By | December 28, 2020

Fake data can be invaluable for testing or demonstrating behaviour without using live, production data. This lets you protect your production data or help you get started when you don’t yet have a production system set up. This post gives an overview of the Python fake data package faker, which is invaluable for generating this data.

Faker Basics

Faker is easily able to handle basic biographic information such as name, address, phone number, sign-post other providers. An example of some of these basics is below:


from faker import Faker

fake_data_generator = Faker()
Faker.seed(123)


# Some basics
# (defaults to US locale)

# Name
fake_data_generator.name()

# Address
fake_data_generator.address()

# Phone number
fake_data_generator.phone_number()

# Generate a whole profile
fake_data_generator.profile()

Faker uses the concept of a ‘provider’ to contain similar types of fake data. A provider can hold multiple methods, which are what you call to generate the data. The methods in each provider are available via the main faker object.

For example the address provider contains the ‘address’ method to produce a whole address, as well as a ‘building_number’ to only generate a building number.

A list of available providers is available here.

There are also community-made providers, see here.

Creating a Custom Provider

The pre-made providers are often sufficient, but you may want to create your own if you have uncommon data you wish to fake, or find that the built-in providers do not have the richness you require.

Creating a custom provider is a matter of creating a class for your provider, along with generator methods for the fake data you wish to generate. Finally, the custom provider is added to the maker Faker generator object so the new provider methods are accessible.

In the following example we create a new generator for nationalities.

import random 
# we'll need this later to make a random choice from a list of possibles

fake_nationality_generator = Faker()

from faker.providers import BaseProvider
class NationalityProvider(BaseProvider):
    def nationality(self):
        nationality = ['French', 'Indian', 'Chinese']

        return random.choice(nationality)

fake_nationality_generator.add_provider(NationalityProvider)

fake_nationality_generator.nationality()

Working With Different Locales

When working with fake data it is likely that you’ll want to have different information depending on the locale, for example different names and addresses for different nationalities. Not all providers are available for all locales. You can see a list of providers and locales here.

Setting the locale you are interested in can be done by specifying the locale when we instantiate the Faker object. In the example below we instantiate first a German faker object and then a Faker object based on Italian, US and Japanese locales.

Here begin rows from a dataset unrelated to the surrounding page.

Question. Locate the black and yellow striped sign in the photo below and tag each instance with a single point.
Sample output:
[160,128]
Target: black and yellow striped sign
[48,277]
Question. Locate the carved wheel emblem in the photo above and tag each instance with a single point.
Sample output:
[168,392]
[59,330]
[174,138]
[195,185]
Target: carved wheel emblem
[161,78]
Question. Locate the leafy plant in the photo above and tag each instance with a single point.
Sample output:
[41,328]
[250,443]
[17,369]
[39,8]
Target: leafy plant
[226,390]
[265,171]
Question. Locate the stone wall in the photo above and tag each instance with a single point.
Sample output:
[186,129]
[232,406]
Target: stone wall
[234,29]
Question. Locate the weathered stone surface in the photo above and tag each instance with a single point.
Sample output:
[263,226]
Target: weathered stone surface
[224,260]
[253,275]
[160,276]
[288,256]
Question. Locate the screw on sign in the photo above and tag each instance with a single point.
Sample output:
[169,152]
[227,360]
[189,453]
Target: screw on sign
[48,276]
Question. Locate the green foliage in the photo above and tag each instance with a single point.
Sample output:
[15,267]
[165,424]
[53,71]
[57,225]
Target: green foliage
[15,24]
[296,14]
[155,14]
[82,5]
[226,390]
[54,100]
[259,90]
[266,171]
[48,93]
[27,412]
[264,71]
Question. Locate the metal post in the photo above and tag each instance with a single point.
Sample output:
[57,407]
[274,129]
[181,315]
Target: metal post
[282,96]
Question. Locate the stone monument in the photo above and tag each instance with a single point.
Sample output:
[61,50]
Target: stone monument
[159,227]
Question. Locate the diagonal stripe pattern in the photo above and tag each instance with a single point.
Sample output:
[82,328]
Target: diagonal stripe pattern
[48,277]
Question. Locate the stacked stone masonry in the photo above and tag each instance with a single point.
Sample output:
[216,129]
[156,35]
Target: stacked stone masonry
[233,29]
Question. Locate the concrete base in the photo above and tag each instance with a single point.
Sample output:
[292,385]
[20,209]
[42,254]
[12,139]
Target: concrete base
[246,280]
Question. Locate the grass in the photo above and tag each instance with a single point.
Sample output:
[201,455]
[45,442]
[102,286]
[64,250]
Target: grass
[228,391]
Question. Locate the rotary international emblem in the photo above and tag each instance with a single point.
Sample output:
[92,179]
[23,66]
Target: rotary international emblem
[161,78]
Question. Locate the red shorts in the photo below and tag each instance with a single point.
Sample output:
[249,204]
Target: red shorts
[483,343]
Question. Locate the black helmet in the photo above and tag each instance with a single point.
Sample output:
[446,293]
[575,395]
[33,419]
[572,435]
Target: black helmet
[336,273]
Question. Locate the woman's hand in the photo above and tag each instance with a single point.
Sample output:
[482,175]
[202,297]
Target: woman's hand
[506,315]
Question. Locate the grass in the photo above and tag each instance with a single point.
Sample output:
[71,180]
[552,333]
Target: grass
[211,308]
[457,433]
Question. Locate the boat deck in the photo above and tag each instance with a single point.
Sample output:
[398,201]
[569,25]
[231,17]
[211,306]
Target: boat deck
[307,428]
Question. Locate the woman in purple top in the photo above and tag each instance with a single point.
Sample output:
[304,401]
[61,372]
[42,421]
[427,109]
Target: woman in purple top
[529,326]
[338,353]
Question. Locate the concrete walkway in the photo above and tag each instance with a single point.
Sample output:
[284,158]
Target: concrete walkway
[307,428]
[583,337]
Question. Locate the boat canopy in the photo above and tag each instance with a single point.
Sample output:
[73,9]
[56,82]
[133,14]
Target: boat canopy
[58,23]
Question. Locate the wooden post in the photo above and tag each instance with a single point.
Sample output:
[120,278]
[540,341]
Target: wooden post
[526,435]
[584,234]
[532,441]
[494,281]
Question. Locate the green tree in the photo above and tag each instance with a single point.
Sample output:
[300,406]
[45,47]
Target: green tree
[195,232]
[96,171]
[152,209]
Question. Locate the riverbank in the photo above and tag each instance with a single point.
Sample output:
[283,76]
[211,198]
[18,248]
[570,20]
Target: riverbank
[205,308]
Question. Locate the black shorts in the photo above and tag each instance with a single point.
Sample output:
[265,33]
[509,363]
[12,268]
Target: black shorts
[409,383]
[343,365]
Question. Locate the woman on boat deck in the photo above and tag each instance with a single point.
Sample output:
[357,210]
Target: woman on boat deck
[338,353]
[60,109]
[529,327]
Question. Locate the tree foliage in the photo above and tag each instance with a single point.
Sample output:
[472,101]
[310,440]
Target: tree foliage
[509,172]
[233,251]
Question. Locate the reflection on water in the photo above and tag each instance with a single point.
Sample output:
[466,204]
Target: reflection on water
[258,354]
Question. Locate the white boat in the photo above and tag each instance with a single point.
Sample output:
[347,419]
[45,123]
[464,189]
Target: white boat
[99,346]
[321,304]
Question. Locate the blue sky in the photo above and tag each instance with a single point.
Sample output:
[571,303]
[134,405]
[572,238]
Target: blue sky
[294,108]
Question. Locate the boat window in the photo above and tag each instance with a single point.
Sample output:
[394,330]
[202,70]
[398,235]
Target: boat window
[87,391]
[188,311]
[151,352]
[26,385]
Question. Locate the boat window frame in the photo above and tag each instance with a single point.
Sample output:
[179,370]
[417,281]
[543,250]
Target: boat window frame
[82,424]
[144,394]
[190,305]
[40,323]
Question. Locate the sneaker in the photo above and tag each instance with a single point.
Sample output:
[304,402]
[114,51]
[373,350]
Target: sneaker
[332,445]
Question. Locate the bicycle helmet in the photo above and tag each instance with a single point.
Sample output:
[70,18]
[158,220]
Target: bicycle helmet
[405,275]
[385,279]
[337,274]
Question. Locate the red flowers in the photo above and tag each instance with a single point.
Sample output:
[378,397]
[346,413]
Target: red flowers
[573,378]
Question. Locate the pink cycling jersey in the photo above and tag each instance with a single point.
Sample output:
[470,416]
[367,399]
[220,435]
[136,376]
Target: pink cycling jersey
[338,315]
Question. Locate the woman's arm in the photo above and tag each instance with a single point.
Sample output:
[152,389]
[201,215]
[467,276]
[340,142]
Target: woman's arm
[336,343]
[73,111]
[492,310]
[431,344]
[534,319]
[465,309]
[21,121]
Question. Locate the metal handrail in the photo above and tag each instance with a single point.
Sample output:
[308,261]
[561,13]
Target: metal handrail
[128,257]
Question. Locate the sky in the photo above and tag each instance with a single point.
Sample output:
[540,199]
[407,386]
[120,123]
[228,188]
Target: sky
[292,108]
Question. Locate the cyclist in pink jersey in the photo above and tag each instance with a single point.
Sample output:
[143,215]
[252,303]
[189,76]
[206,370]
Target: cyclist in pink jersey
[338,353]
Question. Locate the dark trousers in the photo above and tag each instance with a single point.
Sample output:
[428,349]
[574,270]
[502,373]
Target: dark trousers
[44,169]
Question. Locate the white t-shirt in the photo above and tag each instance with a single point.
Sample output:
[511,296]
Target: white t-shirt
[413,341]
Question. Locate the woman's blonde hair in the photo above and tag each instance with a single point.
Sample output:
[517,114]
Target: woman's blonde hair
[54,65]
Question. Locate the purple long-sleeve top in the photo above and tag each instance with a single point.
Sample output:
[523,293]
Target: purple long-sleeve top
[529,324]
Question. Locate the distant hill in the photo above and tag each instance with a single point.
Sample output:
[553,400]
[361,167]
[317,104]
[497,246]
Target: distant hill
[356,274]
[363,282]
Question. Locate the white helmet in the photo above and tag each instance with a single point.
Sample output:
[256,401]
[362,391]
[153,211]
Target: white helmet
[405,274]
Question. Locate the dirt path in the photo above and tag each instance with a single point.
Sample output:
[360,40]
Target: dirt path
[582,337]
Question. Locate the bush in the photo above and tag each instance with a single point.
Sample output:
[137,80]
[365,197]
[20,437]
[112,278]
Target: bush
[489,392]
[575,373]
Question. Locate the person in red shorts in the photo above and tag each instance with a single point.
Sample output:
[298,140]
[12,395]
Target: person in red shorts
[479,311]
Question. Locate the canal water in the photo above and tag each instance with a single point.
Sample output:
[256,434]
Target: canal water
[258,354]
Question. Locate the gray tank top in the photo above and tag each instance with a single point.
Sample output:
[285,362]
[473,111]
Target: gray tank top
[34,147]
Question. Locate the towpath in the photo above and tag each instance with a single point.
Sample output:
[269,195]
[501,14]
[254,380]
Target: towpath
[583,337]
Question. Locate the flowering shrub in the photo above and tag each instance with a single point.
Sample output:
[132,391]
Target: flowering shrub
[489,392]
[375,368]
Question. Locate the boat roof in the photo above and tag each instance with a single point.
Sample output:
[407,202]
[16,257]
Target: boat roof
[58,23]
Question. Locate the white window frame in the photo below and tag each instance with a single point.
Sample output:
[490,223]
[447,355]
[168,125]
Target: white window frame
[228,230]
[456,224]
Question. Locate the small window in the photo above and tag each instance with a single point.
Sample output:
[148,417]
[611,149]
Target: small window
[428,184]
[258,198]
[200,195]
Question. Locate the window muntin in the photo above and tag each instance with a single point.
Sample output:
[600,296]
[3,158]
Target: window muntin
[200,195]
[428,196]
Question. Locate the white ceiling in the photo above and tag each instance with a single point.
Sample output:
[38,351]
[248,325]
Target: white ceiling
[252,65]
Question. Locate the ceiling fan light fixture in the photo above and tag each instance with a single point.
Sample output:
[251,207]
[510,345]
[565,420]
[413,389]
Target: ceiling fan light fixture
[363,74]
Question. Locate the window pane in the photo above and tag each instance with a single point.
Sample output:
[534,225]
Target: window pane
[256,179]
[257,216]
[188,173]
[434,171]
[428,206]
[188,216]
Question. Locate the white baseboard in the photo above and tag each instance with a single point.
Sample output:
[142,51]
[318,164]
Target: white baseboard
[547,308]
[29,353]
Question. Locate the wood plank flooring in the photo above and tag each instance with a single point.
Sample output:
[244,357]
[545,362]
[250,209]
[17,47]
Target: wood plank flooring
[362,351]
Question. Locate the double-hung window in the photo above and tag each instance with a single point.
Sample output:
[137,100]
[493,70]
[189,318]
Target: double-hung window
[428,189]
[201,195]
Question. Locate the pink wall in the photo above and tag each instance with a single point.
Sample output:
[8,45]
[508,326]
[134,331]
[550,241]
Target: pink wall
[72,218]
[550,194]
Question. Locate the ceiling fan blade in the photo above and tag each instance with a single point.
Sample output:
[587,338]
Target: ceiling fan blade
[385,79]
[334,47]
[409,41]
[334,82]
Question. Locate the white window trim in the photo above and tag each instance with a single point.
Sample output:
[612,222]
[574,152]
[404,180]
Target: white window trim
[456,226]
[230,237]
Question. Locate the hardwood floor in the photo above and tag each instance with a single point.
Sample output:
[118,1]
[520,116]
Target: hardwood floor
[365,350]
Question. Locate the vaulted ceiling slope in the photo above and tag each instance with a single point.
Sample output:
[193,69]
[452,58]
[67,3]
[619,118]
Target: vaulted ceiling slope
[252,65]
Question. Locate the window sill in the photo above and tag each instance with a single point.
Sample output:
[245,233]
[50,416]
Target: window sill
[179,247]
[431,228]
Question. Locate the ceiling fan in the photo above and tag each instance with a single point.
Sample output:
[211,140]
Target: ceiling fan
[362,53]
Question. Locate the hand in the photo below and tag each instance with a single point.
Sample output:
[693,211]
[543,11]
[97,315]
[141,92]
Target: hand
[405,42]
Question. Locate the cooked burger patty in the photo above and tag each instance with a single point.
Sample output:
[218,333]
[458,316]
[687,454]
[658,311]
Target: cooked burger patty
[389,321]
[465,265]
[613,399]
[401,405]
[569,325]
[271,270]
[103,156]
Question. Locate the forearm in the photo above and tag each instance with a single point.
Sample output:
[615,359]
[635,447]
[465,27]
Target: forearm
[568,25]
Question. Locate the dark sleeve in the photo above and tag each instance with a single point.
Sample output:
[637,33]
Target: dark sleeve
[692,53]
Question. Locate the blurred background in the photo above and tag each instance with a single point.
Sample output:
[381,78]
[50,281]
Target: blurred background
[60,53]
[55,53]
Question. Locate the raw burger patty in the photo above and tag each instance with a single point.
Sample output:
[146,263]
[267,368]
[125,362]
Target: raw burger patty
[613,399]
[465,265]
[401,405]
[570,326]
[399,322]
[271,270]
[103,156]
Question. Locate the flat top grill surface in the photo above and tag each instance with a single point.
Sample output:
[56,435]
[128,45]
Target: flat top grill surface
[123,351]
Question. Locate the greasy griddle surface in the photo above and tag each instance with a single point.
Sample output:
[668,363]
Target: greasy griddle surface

Read more about working with locales.

from faker import Faker

german_generator = Faker(['de_DE'])
german_generator.name()

# It is also possible to 
multi_locale_generator = Faker(['it_IT', 'en_US', 'ja_JP'])
multi_locale_generator.name()

Generating Larger Multiple Records

You may find you want to use Faker to generate large amounts of data, rather than just single rows or items. You can wrap the faker in a for loop to generate multiple records (or use list comprehension).


from faker import Faker
multi_faker = Faker()

for i in range(10):
    print(multi_faker.name())

# or use list comprehension:

[multi_faker.name() for i in range(10)]

You can also include those list comprehensions in a pandas data frame include a list comprehension in the data frame creation code


from faker import Faker
import pandas as pd
multi_locale_generator = Faker(['de_DE', 'en_US', 'fr_FR'])
multi_locale_generator.name()

num_records = 5
df = pd.DataFrame({'name': [multi_locale_generator.name() for i in range(num_records)],
                   'date_of_birth': [multi_locale_generator.date_of_birth() for i in range(num_records)],
                   'address': [multi_locale_generator.address() for i in range(num_records)]
                   })

If you have performance issues with generating large volumes of fake data then you may want to check out a similar project mimesis.